A Deep Dive into Google Cloud Confidential Computing with SUSE Linux Enterprise Server: A Practical Guide

Introduction

We are excited to introduce a new resource for our users interested in hands-on experience with confidential computing on Google Cloud. Building on our recent collaborative blog post with Google Cloud about how SUSE Linux Enterprise Server (SLES) integrates with Google Cloud Confidential Computing, we have created a new video to guide you through the practical steps of deploying a confidential VM.

This blog post will expand on the foundational ideas from our previous collaboration, focusing on practical steps from the video and exploring a crucial topic that resonates deeply with our users: digital sovereignty.

From Theory to Practice

Our previous blog post highlighted the strong security partnership between SUSE and Google Cloud, showing how SLES enhances the guest OS layer while Google Cloud Confidential VMs offer hardware-level protection. To make this technology more accessible, we’ve created the following demonstration video

SUSE Confidential Computing on Google Cloud with SLES

In this video, you will learn how to:

• Deploy a Confidential Computing virtual machine using both the Google Cloud Console and the command-line interface (CLI).
• Select and configure the appropriate machine type and operating system, including support for AMD SEV and Intel TDX technologies.
• Learn the essential setup steps for a secure and confidential environment.

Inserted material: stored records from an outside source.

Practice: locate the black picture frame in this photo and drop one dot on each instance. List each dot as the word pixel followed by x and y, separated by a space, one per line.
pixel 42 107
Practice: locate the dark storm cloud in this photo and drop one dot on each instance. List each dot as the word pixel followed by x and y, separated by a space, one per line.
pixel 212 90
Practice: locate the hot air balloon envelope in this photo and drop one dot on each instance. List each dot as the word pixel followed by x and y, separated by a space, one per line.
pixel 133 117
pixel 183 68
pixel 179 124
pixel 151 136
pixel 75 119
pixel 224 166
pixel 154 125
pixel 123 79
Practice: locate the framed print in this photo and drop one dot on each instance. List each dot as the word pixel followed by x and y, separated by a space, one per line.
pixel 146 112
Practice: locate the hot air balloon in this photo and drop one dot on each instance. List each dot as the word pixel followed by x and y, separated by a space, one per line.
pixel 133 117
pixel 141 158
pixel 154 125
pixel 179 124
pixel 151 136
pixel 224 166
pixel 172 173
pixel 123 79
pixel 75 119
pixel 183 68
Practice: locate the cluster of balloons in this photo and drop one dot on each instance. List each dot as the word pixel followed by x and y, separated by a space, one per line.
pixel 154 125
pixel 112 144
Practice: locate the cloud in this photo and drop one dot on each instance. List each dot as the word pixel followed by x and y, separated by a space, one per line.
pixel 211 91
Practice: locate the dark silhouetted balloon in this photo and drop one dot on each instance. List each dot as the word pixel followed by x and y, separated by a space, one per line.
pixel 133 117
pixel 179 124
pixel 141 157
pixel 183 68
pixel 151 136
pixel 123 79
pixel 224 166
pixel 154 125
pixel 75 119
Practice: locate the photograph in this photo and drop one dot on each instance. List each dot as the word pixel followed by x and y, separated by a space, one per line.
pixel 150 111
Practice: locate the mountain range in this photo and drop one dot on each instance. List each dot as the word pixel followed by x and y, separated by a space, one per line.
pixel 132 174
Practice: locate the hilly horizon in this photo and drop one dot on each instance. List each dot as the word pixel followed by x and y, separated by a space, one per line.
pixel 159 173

This video complements our initial blog post by offering a visual, step-by-step guide to help you create and secure your own confidential computing environment.

Digital Sovereignty: A Cornerstone of Confidential Computing

A key part of moving sensitive workloads to the cloud is maintaining control and ownership of your data. This is where confidential computing and digital sovereignty meet. Digital sovereignty refers to an organization or country’s ability to govern its own data, infrastructure, and future in the digital world. Confidential Computing is a crucial tool for this. By utilizing hardware-based Trusted Execution Environments (TEEs), Confidential VMs encrypt data during processing—keeping it safe even from the cloud provider. With SLES on Google Cloud Confidential VMs, you can achieve stronger guarantees for your digital sovereignty by:

• Retaining Control: Your data remains encrypted in memory, with encryption keys managed securely by the hardware and inaccessible to the cloud provider.
• Limiting Access: Only authorized workloads can access and process the encrypted data within the TEE.
• Enhancing Compliance: For regulated industries, this layered security approach helps fulfill strict data protection and residency requirements, making it easier to migrate sensitive workloads to the cloud.

This joint solution emphasizes that you, as the data owner, remain in control at all times, regardless of where your data is processed.